- The Washington Times - Wednesday, September 3, 2003

The NFL lacks for very little these days, but subtlety can be counted among its shortcomings.

America’s most dominant sports league will open its 2003 regular season tonight with a glitzy concert extravaganza on the Mall before an expected crowd of nearly 300,000.

The $10 million event, backed by another $35million worth of marketing muscle, will showcase Aerosmith, Britney Spears and Aretha Franklin, pay tribute to U.S. military serving in Iraq and Afghanistan, and herald in near-bombastic fashion the return of the true national pastime.

The event, shown live on ABC (WJLA, Channel7), will occur before the Washington Redskins-New York Jets game at FedEx Field.

Not surprisingly, the league’s internal goals with its “NFL Kickoff Live” are similarly widespread and ambitious. Even though the NFL enjoys unrivaled strength among U.S. sports fans, the league is still trying to broaden its overall brand awareness, win new fans among women, children and teenagers, and keep TV ratings from suffering the marked erosion afflicting nearly every other major sport.

Last year’s debut installment of “NFL Kickoff Live,” a concert in New York’s Times Square before 500,000 people, helped boost the league’s opening week TV ratings 11 percent compared to the opening slate of games in 2001. And that one-week bump in TV ratings provided the primary fuel for a 5.5 percent improvement in average per-game viewership for the season.

“Our hard-core fans know our season is starting, and lot of general fans know our season is starting,” said John Collins, NFL senior vice president of marketing and sales. “But we want to create an additional layer of awareness to our product and hit a much broader demographic.

“We want to start our season as big as we end it [with the Super Bowl]. The NFL is a premier entertainment brand, and not just about sports. We can and want to serve a lot of different interests and this [concert] is certainly a big part of that,” Collins said.

Also performing at tonight’s concert will be R&B; star Mary J. Blige and rock band Good Charlotte, the latter from Waldorf, Md. The concert additionally serves as the finale of a four-day football festival on the Mall which has included interactive games, autograph signings by NFL legends, youth football clinics and charity events.

“This brings together sports, music and entertainment in a way few other events can,” said Katie Lacey, vice president of cola marketing for PepsiCo. Pepsi Vanilla is the lead sponsor for the NFL event.

The NFL’s arrival to the Mall, however, is not without its ardent critics.
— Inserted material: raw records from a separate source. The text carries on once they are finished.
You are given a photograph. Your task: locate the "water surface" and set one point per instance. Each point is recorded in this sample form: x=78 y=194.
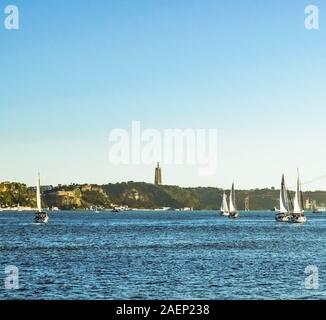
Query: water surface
x=161 y=255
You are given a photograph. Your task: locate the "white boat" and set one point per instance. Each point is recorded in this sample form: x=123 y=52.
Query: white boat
x=224 y=206
x=284 y=214
x=40 y=215
x=298 y=211
x=234 y=214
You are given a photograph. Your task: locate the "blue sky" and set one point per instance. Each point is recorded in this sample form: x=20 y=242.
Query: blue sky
x=77 y=69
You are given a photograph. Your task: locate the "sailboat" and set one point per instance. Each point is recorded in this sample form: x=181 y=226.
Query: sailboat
x=284 y=214
x=298 y=211
x=224 y=206
x=40 y=216
x=232 y=207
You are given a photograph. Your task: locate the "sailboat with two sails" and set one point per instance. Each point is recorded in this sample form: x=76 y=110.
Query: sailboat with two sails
x=224 y=206
x=292 y=212
x=229 y=209
x=40 y=215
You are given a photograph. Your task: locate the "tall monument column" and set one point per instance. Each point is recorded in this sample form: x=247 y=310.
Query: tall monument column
x=158 y=175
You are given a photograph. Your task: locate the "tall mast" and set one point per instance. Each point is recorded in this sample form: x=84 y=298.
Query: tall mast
x=38 y=193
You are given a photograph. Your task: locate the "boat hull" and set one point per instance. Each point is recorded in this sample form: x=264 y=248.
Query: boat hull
x=300 y=219
x=41 y=217
x=234 y=215
x=283 y=218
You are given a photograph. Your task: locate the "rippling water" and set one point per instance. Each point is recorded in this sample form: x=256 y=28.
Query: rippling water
x=159 y=255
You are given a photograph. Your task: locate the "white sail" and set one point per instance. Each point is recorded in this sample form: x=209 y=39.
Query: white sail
x=297 y=202
x=38 y=194
x=232 y=200
x=284 y=202
x=224 y=205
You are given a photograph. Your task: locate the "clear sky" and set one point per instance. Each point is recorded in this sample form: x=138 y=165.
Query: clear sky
x=77 y=69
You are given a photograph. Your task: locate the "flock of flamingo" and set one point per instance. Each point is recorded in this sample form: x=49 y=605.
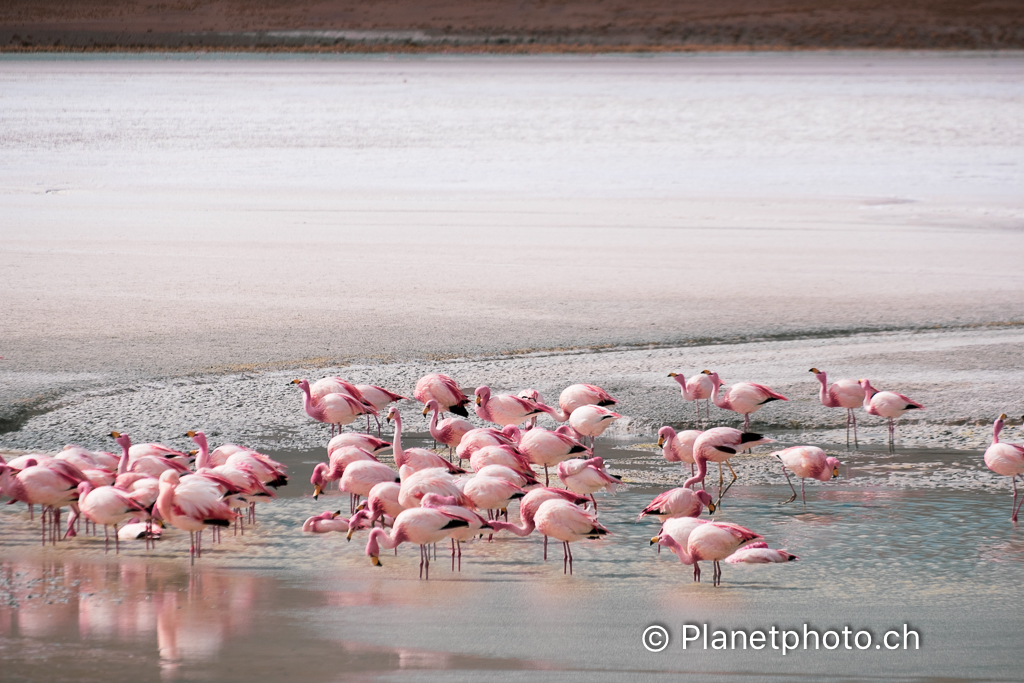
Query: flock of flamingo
x=427 y=497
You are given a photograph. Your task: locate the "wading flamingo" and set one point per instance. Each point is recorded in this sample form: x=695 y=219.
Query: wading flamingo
x=566 y=522
x=678 y=503
x=712 y=542
x=420 y=525
x=448 y=431
x=418 y=459
x=699 y=387
x=1006 y=460
x=336 y=410
x=759 y=553
x=718 y=445
x=444 y=390
x=505 y=409
x=678 y=446
x=587 y=477
x=843 y=393
x=548 y=449
x=578 y=395
x=887 y=404
x=742 y=397
x=804 y=462
x=592 y=421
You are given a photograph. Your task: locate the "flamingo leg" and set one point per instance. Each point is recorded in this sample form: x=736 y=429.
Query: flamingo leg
x=788 y=481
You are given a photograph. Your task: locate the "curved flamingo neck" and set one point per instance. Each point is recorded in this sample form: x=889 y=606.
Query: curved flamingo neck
x=700 y=473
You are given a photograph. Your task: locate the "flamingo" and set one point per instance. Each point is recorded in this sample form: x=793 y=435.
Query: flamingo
x=369 y=443
x=361 y=476
x=710 y=542
x=718 y=445
x=578 y=395
x=566 y=522
x=678 y=446
x=548 y=449
x=1006 y=460
x=418 y=459
x=505 y=409
x=379 y=397
x=804 y=462
x=52 y=486
x=480 y=437
x=474 y=522
x=420 y=525
x=444 y=390
x=587 y=477
x=434 y=480
x=592 y=421
x=742 y=397
x=108 y=506
x=336 y=410
x=758 y=552
x=887 y=404
x=698 y=388
x=843 y=393
x=190 y=506
x=678 y=503
x=450 y=430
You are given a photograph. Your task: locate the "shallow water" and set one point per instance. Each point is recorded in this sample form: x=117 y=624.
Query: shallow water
x=944 y=560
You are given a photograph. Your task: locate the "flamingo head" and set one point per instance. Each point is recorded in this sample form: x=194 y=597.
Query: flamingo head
x=122 y=439
x=833 y=464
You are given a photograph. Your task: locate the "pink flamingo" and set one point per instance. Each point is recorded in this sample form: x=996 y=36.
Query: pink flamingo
x=418 y=459
x=548 y=449
x=1006 y=460
x=678 y=447
x=587 y=477
x=678 y=503
x=506 y=409
x=742 y=397
x=190 y=506
x=758 y=552
x=336 y=410
x=474 y=522
x=712 y=542
x=52 y=486
x=718 y=445
x=361 y=476
x=887 y=404
x=420 y=525
x=108 y=506
x=478 y=438
x=804 y=462
x=444 y=390
x=435 y=480
x=696 y=389
x=369 y=443
x=450 y=430
x=843 y=393
x=379 y=397
x=578 y=395
x=566 y=522
x=592 y=421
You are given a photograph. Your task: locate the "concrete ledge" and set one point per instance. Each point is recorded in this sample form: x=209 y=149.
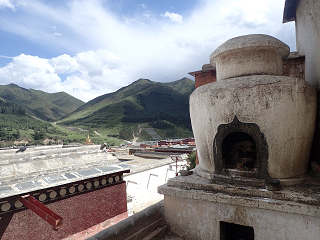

The event features widespread signage on the Mall of Pepsi Vanilla, as well as signs and banners of several other NFL corporate sponsors.

Corporate sponsorship has occurred at many other events on the Mall but never to such magnitude, local activists say. Jumbotrons set up on the Mall to show the Redskins-Jets game will have the commercials airing during the ABC broadcast, also a first for the Mall.

“This is just one of a series of events degrading this hallowed space,” said Judy Scott Feldman, chairman of the National Coalition to Save Our Mall. “We’re not against football or gathering together. But this is just a big commercial for the NFL and its sponsors, and it really sets a dangerous precedent in the use of this space. This just brings up the urgent need to have a much broader discussion as to what the true parameters for the use of the Mall ought to be.”

Collins and other NFL officials defended their actions, highlighting the lack of admission charges for any of the events as well as the planned tribute to the military that will involve 25,000 servicemen. The NFL event received permits, approvals and planning assistance from a wide variety of local and federal agencies, including the U.S. Departments of Defense and Interior, the District government and the National Park Service. The NFL also will replace damaged sod on the Mall after tonight’s concert.

“This rivals the Grammys or a Super Bowl halftime show, and it’s completely free,” Collins said.

Scattered thunderstorms are forecast, but the event will go on as planned unless the lightning is severe.

While the entire scope of “NFL Kickoff Live” is not quite as large as the Super Bowl, it does highlight an ongoing priority of the NFL to showcase every major event on its calendar to a broad, mainstream audience. Those efforts also encompass each week of the playoffs and Thanksgiving, which in recent years has received unprecedented marketing attention from the league.

Collins said the league is working on several models to expand the season-opening event, including having a main festival in one NFL city and smaller, satellite events in the 31 other markets. Teams around the league also likely will begin a formal bidding process to play host to the event, just as they currently do for Super Bowls.

“It’s a little early to talk definitively about what’s going to happen with this,” Collins said. “But we’ve already gotten indications of interest from other teams around the league. It’s something we’re going to continue to refine and build.”